= Make Believe Town =

American radio anthology series (1949–1951)

Make Believe Town also known as Make Believe Town, Hollywood is an American anthology radio program that presented light romantic drama. It was broadcast on CBS August 1, 1949 - December 31, 1950, and July 21, 1951 - September 8, 1951.

==Overview==
Virginia Bruce was the hostess of the program, which featured stories about "the glamor, laughs and heartbreaks that make up the fabulous city of Hollywood". Other actors and actresses heard on the program included Howard Culver, Terry O'Sullivan, Mary Shipp, and Lurene Tuttle. Each episode was complete in itself. The announcer was John Jacobs, and Ivan Ditmars played the organ.

==Production==
Ralph Rose was the producer; He and Frank Woodruff directed on alternate days. Writers included William Alland, True Boardman, Jean Holloway, Virginia Muller, and Charles Tazewell.

The program initially was heard weekdays at 3:30 p.m. Eastern Time, replacing Robert Q. Lewis's show. In October 1950 it was moved to Sundays at 3:30 p.m. E. T. When it returned in 1951 it was broadcast on Saturdays at 11:30 a.m. E. T. It was sustaining.

==Critical response==
The New York Times described Make Believe Town as an attempt by CBS "to put glamor into its mid-afternoon schedule" but said the show's "main trouble ... is that some of the stories are incredible". It compared Bruce's role to that of a sideshow barker, to keep listeners from realizing that the show's title "is an understatement".

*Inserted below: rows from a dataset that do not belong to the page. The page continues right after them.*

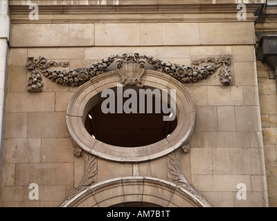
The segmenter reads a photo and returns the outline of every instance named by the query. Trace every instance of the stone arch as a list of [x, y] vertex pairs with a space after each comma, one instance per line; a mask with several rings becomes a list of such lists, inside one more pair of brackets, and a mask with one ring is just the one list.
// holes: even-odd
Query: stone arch
[[107, 207], [129, 202], [145, 202], [163, 207], [207, 207], [185, 189], [150, 177], [123, 177], [91, 186], [69, 200], [64, 207]]
[[161, 157], [186, 144], [193, 132], [195, 108], [193, 98], [181, 83], [168, 75], [147, 70], [141, 85], [158, 89], [176, 90], [176, 115], [178, 124], [170, 136], [154, 144], [125, 148], [105, 144], [93, 139], [84, 126], [84, 116], [100, 102], [100, 93], [117, 86], [120, 76], [116, 71], [97, 75], [75, 93], [66, 110], [66, 125], [75, 146], [96, 156], [116, 162], [142, 162]]

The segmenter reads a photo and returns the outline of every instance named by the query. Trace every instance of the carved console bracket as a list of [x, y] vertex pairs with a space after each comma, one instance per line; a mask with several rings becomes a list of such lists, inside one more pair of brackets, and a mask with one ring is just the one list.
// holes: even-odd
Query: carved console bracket
[[145, 68], [145, 61], [148, 61], [157, 71], [168, 74], [181, 83], [197, 82], [215, 73], [222, 67], [219, 73], [220, 82], [223, 85], [229, 85], [232, 81], [232, 76], [229, 66], [231, 64], [232, 57], [230, 55], [216, 55], [193, 61], [194, 65], [200, 64], [213, 63], [204, 66], [187, 66], [185, 65], [164, 62], [152, 56], [139, 55], [138, 53], [111, 55], [98, 62], [84, 67], [78, 67], [71, 70], [51, 70], [50, 66], [58, 66], [66, 67], [69, 62], [57, 64], [54, 61], [48, 61], [45, 57], [39, 57], [35, 59], [28, 57], [27, 69], [31, 70], [28, 91], [40, 92], [42, 90], [42, 75], [66, 86], [79, 86], [87, 82], [92, 77], [106, 72], [107, 68], [114, 61], [116, 61], [116, 70], [120, 77], [120, 83], [124, 86], [141, 84], [141, 77]]
[[204, 206], [211, 207], [211, 204], [195, 191], [188, 183], [184, 175], [181, 166], [181, 155], [189, 152], [189, 144], [185, 144], [181, 148], [170, 153], [168, 155], [168, 172], [170, 174], [170, 179], [175, 184], [190, 192], [194, 198], [201, 201]]

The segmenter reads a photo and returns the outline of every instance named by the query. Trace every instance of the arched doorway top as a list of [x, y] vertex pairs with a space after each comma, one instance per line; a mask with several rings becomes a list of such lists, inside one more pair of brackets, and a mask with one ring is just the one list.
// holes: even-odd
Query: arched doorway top
[[62, 206], [107, 207], [129, 202], [147, 202], [163, 207], [211, 206], [177, 184], [150, 177], [123, 177], [98, 183]]

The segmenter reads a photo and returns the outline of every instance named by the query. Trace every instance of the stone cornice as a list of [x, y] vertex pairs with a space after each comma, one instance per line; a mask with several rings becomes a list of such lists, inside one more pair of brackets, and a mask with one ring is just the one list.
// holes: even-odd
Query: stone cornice
[[[236, 17], [238, 12], [236, 8], [237, 3], [154, 4], [154, 2], [158, 1], [151, 0], [148, 1], [147, 3], [144, 1], [136, 1], [136, 4], [134, 4], [134, 1], [127, 1], [130, 3], [129, 5], [39, 4], [39, 20], [30, 21], [28, 19], [30, 10], [28, 8], [28, 5], [24, 4], [26, 1], [21, 1], [21, 4], [19, 4], [17, 1], [10, 1], [10, 18], [12, 23], [240, 21]], [[89, 1], [89, 2], [94, 3], [95, 1]], [[107, 1], [107, 3], [111, 1]], [[174, 1], [174, 2], [181, 1]], [[41, 1], [37, 1], [37, 3], [41, 3]], [[257, 12], [260, 10], [262, 6], [262, 3], [247, 4], [247, 21], [256, 21], [258, 18]]]

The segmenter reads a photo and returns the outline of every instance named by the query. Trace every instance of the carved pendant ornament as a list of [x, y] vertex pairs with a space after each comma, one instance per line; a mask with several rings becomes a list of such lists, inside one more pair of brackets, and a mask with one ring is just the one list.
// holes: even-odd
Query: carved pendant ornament
[[141, 83], [141, 77], [145, 68], [145, 62], [152, 65], [157, 71], [166, 73], [175, 78], [181, 83], [197, 82], [208, 78], [215, 73], [220, 67], [219, 75], [223, 85], [229, 85], [232, 76], [229, 66], [231, 64], [232, 57], [230, 55], [216, 55], [193, 61], [194, 65], [213, 63], [204, 66], [187, 66], [186, 65], [164, 62], [152, 56], [139, 55], [138, 53], [111, 55], [98, 62], [94, 62], [85, 67], [78, 67], [71, 70], [51, 70], [51, 66], [55, 67], [67, 67], [69, 62], [48, 61], [46, 58], [39, 57], [38, 59], [28, 57], [27, 69], [31, 70], [28, 83], [28, 91], [40, 92], [44, 84], [42, 75], [65, 86], [79, 86], [88, 81], [96, 75], [106, 72], [107, 68], [114, 61], [116, 62], [116, 70], [120, 77], [120, 83], [123, 86], [136, 85]]

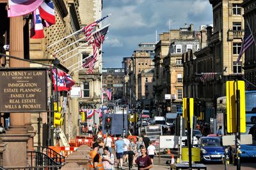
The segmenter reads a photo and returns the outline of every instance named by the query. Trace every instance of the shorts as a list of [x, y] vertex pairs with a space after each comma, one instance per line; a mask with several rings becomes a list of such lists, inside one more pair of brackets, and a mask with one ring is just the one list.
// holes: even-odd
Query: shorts
[[148, 155], [148, 157], [151, 159], [154, 159], [154, 155]]
[[124, 156], [124, 152], [120, 152], [120, 153], [116, 153], [116, 159], [123, 159], [123, 156]]

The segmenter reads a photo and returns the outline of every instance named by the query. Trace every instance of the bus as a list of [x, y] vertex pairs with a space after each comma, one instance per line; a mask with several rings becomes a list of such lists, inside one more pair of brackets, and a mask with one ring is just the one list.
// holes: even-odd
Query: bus
[[[241, 145], [241, 157], [256, 157], [256, 90], [245, 92], [246, 108], [246, 132], [241, 134], [251, 134], [252, 136], [252, 145]], [[217, 127], [221, 125], [225, 130], [224, 134], [227, 134], [227, 97], [221, 97], [217, 99], [216, 120]], [[232, 148], [232, 153], [235, 153], [234, 147]], [[231, 156], [234, 156], [232, 154]], [[232, 158], [236, 162], [236, 158]]]

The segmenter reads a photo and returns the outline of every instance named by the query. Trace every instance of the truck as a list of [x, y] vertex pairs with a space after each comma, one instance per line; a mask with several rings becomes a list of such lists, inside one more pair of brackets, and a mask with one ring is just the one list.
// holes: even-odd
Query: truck
[[166, 129], [170, 131], [172, 126], [176, 124], [176, 119], [178, 117], [177, 113], [166, 113]]

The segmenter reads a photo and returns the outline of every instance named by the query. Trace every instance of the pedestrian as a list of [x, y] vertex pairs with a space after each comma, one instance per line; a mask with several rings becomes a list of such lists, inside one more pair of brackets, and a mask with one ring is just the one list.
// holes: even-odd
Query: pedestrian
[[88, 134], [89, 134], [89, 137], [92, 137], [92, 127], [91, 125], [89, 125], [88, 127]]
[[222, 129], [222, 126], [220, 125], [219, 127], [219, 129], [217, 131], [217, 136], [223, 136], [223, 129]]
[[104, 170], [102, 162], [101, 161], [101, 157], [98, 153], [99, 148], [99, 143], [95, 142], [92, 145], [93, 150], [90, 153], [90, 155], [92, 158], [90, 167], [93, 170]]
[[124, 147], [124, 141], [122, 139], [121, 136], [119, 136], [118, 140], [115, 143], [115, 150], [116, 153], [117, 168], [119, 167], [120, 164], [121, 169], [124, 169], [123, 168]]
[[109, 152], [108, 146], [104, 148], [102, 155], [102, 164], [104, 170], [114, 170], [115, 158], [114, 155]]
[[104, 151], [103, 151], [103, 147], [104, 147], [103, 139], [102, 138], [98, 138], [97, 139], [97, 142], [99, 143], [99, 145], [98, 153], [100, 154], [100, 156], [102, 156], [102, 155], [104, 153]]
[[147, 148], [149, 146], [149, 141], [150, 139], [148, 138], [147, 136], [147, 134], [145, 132], [143, 133], [143, 142], [145, 144], [145, 147]]
[[149, 146], [147, 148], [147, 151], [148, 151], [148, 157], [150, 157], [150, 158], [151, 159], [151, 162], [152, 162], [152, 164], [154, 165], [154, 155], [156, 153], [156, 156], [157, 156], [157, 153], [156, 153], [156, 147], [155, 147], [155, 146], [153, 145], [152, 141], [149, 142]]
[[94, 134], [97, 134], [97, 131], [98, 130], [98, 125], [96, 123], [94, 124]]
[[137, 153], [137, 147], [136, 147], [136, 145], [134, 143], [134, 139], [131, 138], [130, 140], [130, 144], [129, 145], [129, 148], [132, 149], [132, 151], [133, 151], [133, 152]]
[[131, 147], [129, 148], [127, 155], [128, 155], [128, 162], [129, 162], [128, 164], [129, 169], [131, 170], [132, 169], [133, 157], [135, 155], [135, 152], [133, 152], [132, 148]]
[[128, 149], [129, 149], [129, 145], [130, 144], [130, 141], [127, 139], [127, 136], [125, 135], [123, 139], [124, 142], [124, 157], [123, 161], [124, 163], [127, 162], [128, 163]]
[[143, 138], [142, 137], [140, 136], [139, 138], [138, 139], [138, 141], [136, 142], [136, 145], [137, 145], [137, 152], [139, 153], [139, 156], [141, 155], [141, 153], [140, 152], [140, 148], [141, 146], [145, 147], [145, 144], [144, 142], [143, 141]]
[[138, 155], [137, 153], [133, 158], [133, 164], [138, 165], [138, 169], [140, 170], [147, 170], [153, 167], [153, 164], [151, 162], [151, 159], [146, 154], [146, 148], [142, 146], [140, 149], [141, 155], [136, 158]]
[[108, 146], [110, 153], [112, 153], [112, 138], [108, 135], [107, 138], [104, 139], [104, 146]]

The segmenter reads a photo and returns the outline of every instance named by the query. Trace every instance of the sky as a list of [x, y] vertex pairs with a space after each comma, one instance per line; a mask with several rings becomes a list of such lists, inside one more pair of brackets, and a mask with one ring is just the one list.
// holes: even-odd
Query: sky
[[122, 67], [123, 57], [131, 57], [138, 45], [156, 42], [159, 34], [193, 23], [194, 29], [212, 24], [209, 0], [103, 0], [102, 27], [110, 24], [102, 45], [103, 67]]

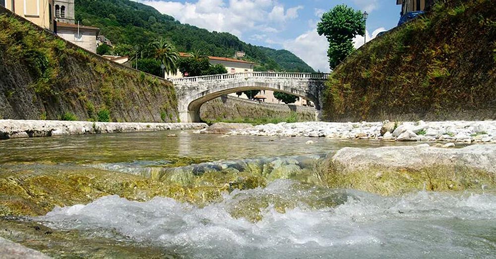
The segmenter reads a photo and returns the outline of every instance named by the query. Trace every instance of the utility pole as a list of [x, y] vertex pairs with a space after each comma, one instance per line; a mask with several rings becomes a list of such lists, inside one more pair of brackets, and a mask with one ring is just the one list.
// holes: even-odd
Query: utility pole
[[365, 20], [365, 33], [364, 33], [364, 45], [367, 43], [367, 18], [369, 18], [369, 13], [367, 11], [364, 12], [364, 20]]

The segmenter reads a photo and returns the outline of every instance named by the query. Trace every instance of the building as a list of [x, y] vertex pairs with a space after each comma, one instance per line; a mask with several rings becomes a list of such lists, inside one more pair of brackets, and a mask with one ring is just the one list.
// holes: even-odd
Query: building
[[100, 29], [94, 27], [57, 23], [59, 37], [93, 53], [96, 53], [96, 37], [99, 32]]
[[110, 47], [114, 47], [112, 45], [112, 42], [110, 41], [110, 40], [108, 39], [105, 35], [98, 35], [96, 37], [96, 46], [98, 47], [102, 44], [105, 44], [110, 46]]
[[1, 5], [37, 25], [54, 31], [52, 0], [0, 0]]
[[121, 57], [120, 56], [102, 55], [102, 57], [120, 64], [124, 64], [129, 61], [129, 57], [127, 56]]
[[434, 0], [396, 0], [401, 5], [401, 15], [415, 11], [425, 11], [434, 3]]
[[53, 0], [55, 20], [65, 23], [75, 23], [74, 0]]
[[[183, 58], [189, 57], [189, 54], [183, 52], [180, 53], [179, 55]], [[217, 64], [220, 64], [226, 67], [227, 72], [230, 74], [253, 72], [253, 68], [255, 67], [255, 65], [256, 65], [256, 63], [253, 62], [229, 58], [211, 56], [207, 57], [211, 65], [215, 65]], [[183, 74], [179, 70], [178, 70], [177, 74], [168, 74], [167, 76], [167, 77], [169, 78], [180, 78], [183, 77]]]

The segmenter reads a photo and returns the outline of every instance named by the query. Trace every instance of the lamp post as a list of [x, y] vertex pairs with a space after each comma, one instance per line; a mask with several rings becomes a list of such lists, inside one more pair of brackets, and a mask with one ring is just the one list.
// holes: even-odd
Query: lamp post
[[367, 11], [364, 12], [364, 20], [365, 20], [365, 33], [364, 33], [364, 44], [367, 43], [367, 18], [369, 18], [369, 13]]

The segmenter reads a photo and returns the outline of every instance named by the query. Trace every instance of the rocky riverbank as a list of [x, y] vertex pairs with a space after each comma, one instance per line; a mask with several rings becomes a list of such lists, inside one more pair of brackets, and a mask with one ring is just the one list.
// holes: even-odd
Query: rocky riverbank
[[200, 130], [204, 123], [101, 123], [0, 120], [0, 139], [103, 133]]
[[233, 130], [232, 135], [306, 136], [387, 141], [496, 142], [496, 121], [282, 123]]

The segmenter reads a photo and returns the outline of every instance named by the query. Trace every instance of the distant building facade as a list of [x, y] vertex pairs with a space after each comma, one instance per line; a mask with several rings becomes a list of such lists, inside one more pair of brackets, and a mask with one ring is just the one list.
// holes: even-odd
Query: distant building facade
[[55, 20], [65, 23], [75, 23], [74, 0], [53, 0]]
[[61, 38], [96, 53], [96, 37], [100, 29], [64, 22], [57, 23], [57, 35]]
[[396, 0], [401, 5], [401, 15], [415, 11], [424, 11], [434, 3], [434, 0]]
[[0, 5], [37, 25], [54, 30], [52, 0], [0, 0]]

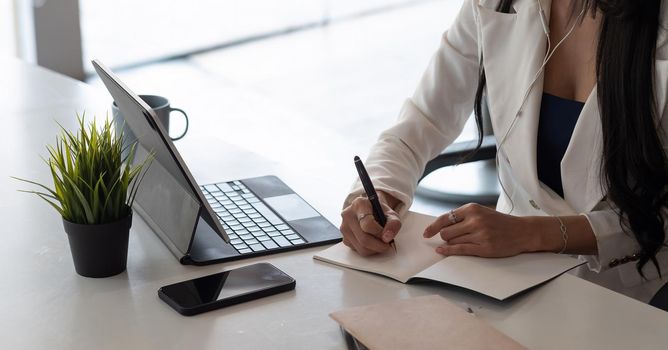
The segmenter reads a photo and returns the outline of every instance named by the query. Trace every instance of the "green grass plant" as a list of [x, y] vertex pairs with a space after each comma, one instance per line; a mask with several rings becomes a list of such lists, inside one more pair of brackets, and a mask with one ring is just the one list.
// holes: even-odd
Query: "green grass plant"
[[[149, 154], [134, 164], [137, 143], [123, 146], [122, 133], [116, 134], [106, 120], [98, 128], [95, 120], [88, 127], [77, 115], [76, 132], [61, 132], [55, 145], [48, 145], [45, 159], [53, 178], [53, 188], [35, 181], [15, 178], [40, 187], [24, 190], [55, 208], [63, 219], [77, 224], [103, 224], [130, 215], [139, 184], [153, 157]], [[127, 152], [125, 152], [127, 151]], [[143, 171], [144, 170], [144, 171]]]

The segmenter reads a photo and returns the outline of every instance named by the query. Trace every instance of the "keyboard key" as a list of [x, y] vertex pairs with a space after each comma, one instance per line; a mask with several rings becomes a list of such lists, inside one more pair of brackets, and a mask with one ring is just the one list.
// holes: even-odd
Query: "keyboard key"
[[219, 191], [218, 187], [216, 187], [216, 185], [204, 185], [204, 188], [209, 192]]
[[230, 185], [226, 184], [225, 182], [221, 182], [221, 183], [217, 184], [217, 186], [220, 189], [220, 191], [223, 191], [223, 192], [228, 192], [228, 191], [232, 190], [232, 187], [230, 187]]
[[292, 245], [292, 243], [290, 243], [290, 241], [285, 239], [285, 237], [281, 237], [281, 236], [274, 237], [274, 242], [276, 242], [276, 244], [280, 245], [281, 247], [289, 247], [289, 246]]
[[301, 237], [299, 237], [298, 235], [292, 234], [292, 235], [285, 235], [285, 238], [287, 238], [291, 241], [294, 241], [295, 239], [299, 239]]
[[259, 251], [263, 251], [263, 250], [266, 249], [266, 248], [265, 248], [262, 244], [260, 244], [260, 243], [258, 243], [258, 244], [251, 244], [250, 247], [251, 247], [251, 249], [253, 249], [254, 252], [259, 252]]
[[269, 241], [264, 241], [264, 242], [262, 242], [262, 244], [263, 244], [267, 249], [275, 249], [275, 248], [278, 248], [278, 245], [276, 245], [276, 243], [274, 243], [274, 241], [271, 241], [271, 240], [269, 240]]
[[262, 216], [265, 217], [265, 219], [269, 220], [269, 222], [271, 222], [272, 224], [277, 225], [283, 223], [283, 220], [281, 220], [278, 216], [276, 216], [276, 214], [274, 214], [274, 212], [271, 211], [269, 207], [264, 205], [264, 203], [258, 202], [255, 203], [253, 206], [255, 207], [255, 209], [257, 209], [257, 211], [260, 212], [260, 214], [262, 214]]
[[255, 231], [260, 231], [260, 228], [257, 227], [257, 225], [255, 225], [255, 223], [252, 222], [252, 221], [242, 222], [241, 224], [244, 225], [244, 226], [246, 226], [246, 228], [249, 229], [249, 230], [250, 230], [251, 228], [256, 228], [257, 230], [255, 230]]

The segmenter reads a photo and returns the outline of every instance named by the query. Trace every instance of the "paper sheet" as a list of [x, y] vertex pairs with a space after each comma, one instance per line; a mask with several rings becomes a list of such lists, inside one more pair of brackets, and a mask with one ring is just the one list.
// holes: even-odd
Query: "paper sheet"
[[339, 243], [314, 258], [356, 270], [373, 272], [402, 283], [425, 278], [470, 289], [498, 300], [507, 299], [583, 264], [570, 256], [527, 253], [510, 258], [443, 257], [435, 252], [443, 241], [422, 237], [434, 217], [409, 212], [395, 239], [397, 252], [363, 257]]

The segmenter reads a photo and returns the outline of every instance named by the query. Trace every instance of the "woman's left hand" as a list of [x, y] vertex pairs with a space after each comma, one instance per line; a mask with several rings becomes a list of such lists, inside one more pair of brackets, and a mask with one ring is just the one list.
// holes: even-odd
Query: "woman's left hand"
[[539, 234], [528, 226], [526, 218], [471, 203], [439, 216], [424, 237], [440, 234], [439, 254], [501, 258], [536, 250]]

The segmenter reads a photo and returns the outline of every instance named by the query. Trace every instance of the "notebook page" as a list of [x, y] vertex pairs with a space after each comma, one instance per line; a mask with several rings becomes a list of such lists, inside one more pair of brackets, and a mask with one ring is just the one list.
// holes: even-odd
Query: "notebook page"
[[582, 264], [568, 255], [554, 253], [527, 253], [510, 258], [449, 256], [415, 277], [452, 284], [504, 300]]
[[442, 244], [440, 237], [425, 239], [424, 229], [434, 221], [433, 216], [408, 212], [399, 234], [395, 238], [396, 253], [393, 249], [384, 254], [363, 257], [346, 247], [336, 244], [317, 253], [314, 258], [356, 270], [373, 272], [406, 283], [413, 275], [443, 259], [435, 252]]

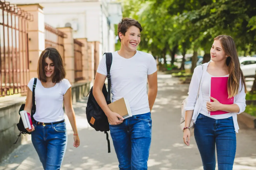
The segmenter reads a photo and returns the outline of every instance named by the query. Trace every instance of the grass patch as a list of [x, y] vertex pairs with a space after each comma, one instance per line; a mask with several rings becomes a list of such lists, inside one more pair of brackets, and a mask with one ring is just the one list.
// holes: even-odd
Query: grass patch
[[[245, 99], [247, 100], [256, 100], [256, 94], [246, 94]], [[256, 105], [252, 104], [247, 105], [244, 112], [252, 116], [256, 117]]]
[[192, 76], [192, 74], [189, 73], [185, 73], [184, 72], [180, 72], [178, 73], [174, 73], [172, 74], [174, 77], [189, 77]]

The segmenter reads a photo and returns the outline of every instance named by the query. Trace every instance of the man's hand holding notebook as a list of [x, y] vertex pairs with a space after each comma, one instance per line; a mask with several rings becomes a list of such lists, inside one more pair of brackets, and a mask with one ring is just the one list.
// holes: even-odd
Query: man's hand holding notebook
[[118, 114], [123, 119], [132, 116], [129, 102], [123, 97], [108, 104], [108, 106], [110, 110]]

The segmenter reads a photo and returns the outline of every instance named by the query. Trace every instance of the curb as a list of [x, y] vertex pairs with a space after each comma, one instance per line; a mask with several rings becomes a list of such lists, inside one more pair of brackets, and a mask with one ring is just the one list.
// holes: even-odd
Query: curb
[[256, 117], [243, 112], [237, 115], [238, 120], [250, 129], [256, 129]]

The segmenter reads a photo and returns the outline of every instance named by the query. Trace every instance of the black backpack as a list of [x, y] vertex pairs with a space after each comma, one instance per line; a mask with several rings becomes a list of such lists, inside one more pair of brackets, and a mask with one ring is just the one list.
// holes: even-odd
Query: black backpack
[[[31, 119], [32, 120], [32, 121], [33, 122], [34, 122], [35, 121], [35, 120], [33, 118], [33, 116], [34, 114], [35, 114], [35, 113], [36, 112], [36, 103], [35, 98], [35, 89], [36, 88], [36, 81], [37, 80], [37, 78], [34, 78], [34, 84], [33, 85], [33, 95], [32, 96], [32, 108], [31, 109]], [[22, 122], [22, 120], [21, 119], [21, 117], [20, 117], [20, 114], [19, 113], [19, 112], [21, 111], [24, 110], [25, 108], [25, 104], [22, 104], [19, 108], [19, 114], [20, 115], [19, 120], [19, 123], [17, 124], [17, 127], [18, 127], [18, 129], [19, 130], [20, 132], [18, 136], [18, 139], [17, 139], [17, 140], [16, 140], [16, 142], [15, 142], [15, 143], [14, 143], [14, 144], [16, 144], [17, 143], [17, 142], [19, 139], [19, 138], [20, 136], [20, 135], [22, 134], [23, 134], [24, 135], [26, 135], [26, 134], [31, 134], [31, 132], [29, 132], [24, 127], [24, 125], [23, 124], [23, 122]]]
[[[111, 103], [110, 100], [110, 89], [111, 87], [110, 81], [110, 70], [112, 64], [112, 55], [111, 53], [105, 53], [106, 64], [106, 65], [108, 77], [108, 91], [105, 84], [102, 88], [102, 92], [108, 104]], [[96, 131], [104, 132], [106, 136], [108, 141], [108, 152], [110, 152], [110, 142], [109, 139], [109, 135], [107, 132], [109, 130], [109, 124], [108, 117], [103, 111], [97, 103], [92, 94], [93, 86], [92, 87], [87, 102], [86, 107], [86, 117], [88, 123], [91, 126], [94, 128]]]

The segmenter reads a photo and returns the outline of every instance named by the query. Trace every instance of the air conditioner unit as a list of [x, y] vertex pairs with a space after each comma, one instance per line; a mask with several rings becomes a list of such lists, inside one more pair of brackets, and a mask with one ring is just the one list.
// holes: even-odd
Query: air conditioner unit
[[67, 22], [65, 24], [65, 27], [71, 27], [73, 31], [76, 31], [78, 30], [78, 23], [76, 21]]

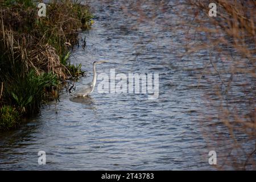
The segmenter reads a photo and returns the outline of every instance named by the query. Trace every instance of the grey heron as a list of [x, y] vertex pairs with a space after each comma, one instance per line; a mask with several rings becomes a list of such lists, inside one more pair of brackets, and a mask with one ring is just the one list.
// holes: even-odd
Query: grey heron
[[96, 73], [96, 64], [101, 64], [104, 63], [107, 63], [105, 61], [94, 61], [93, 64], [93, 78], [91, 82], [85, 84], [85, 85], [82, 86], [77, 92], [75, 93], [76, 96], [86, 96], [91, 93], [95, 87], [95, 85], [96, 84], [96, 79], [97, 79], [97, 73]]

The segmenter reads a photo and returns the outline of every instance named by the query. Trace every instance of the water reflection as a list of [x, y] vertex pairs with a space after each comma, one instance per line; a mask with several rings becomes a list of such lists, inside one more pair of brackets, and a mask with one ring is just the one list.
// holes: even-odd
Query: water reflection
[[82, 96], [76, 96], [69, 98], [69, 101], [76, 103], [82, 104], [88, 106], [88, 109], [96, 109], [94, 106], [94, 101], [90, 96], [86, 96], [85, 97]]

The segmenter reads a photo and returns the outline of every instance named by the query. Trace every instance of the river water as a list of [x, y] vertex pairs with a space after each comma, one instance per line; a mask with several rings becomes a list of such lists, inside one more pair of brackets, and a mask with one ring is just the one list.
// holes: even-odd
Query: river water
[[[138, 21], [133, 12], [129, 15], [129, 5], [121, 1], [93, 1], [90, 6], [94, 23], [80, 34], [80, 46], [71, 57], [88, 72], [77, 86], [91, 81], [93, 61], [108, 60], [97, 65], [98, 73], [110, 75], [113, 68], [116, 74], [159, 73], [158, 98], [101, 94], [98, 80], [87, 98], [64, 90], [56, 106], [43, 106], [19, 129], [0, 134], [0, 169], [214, 169], [199, 113], [209, 112], [201, 96], [210, 86], [196, 86], [201, 61], [179, 56], [185, 51], [184, 32], [164, 24], [168, 19], [175, 26], [174, 10], [167, 8], [149, 23]], [[46, 153], [46, 165], [38, 165], [39, 151]]]

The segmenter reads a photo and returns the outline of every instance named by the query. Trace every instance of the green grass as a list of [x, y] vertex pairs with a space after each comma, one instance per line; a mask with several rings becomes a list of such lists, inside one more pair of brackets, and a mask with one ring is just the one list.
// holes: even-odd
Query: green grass
[[[0, 0], [0, 131], [57, 100], [61, 83], [83, 75], [68, 61], [79, 31], [89, 29], [89, 8], [72, 1], [52, 1], [39, 17], [32, 0]], [[2, 89], [2, 88], [1, 88]]]
[[20, 114], [11, 106], [3, 106], [0, 109], [0, 130], [6, 131], [19, 125]]

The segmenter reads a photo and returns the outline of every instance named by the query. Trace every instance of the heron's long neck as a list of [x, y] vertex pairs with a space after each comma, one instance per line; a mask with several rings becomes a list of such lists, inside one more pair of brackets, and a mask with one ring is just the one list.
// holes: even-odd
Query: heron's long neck
[[96, 64], [93, 64], [93, 86], [95, 86], [96, 84], [96, 78], [97, 78], [97, 73], [96, 73]]

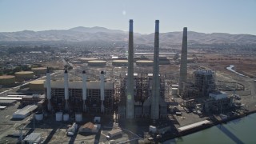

A review of the premiere episode in the trade publication Variety said that the program should please female listeners because of its combination of romance, glamor, and the Hollywood element. It cited the complete-in-one-episode nature as being appealing because listeners did not have to worry about missing something significant if they could not listen on a given day. The review said that the premiere's script, "while hokey, worked in some authentic details of the trade ..." It said that Bruce's role as hostess was an attraction but added that in the premiere "her part was scripty and weighted with cliches".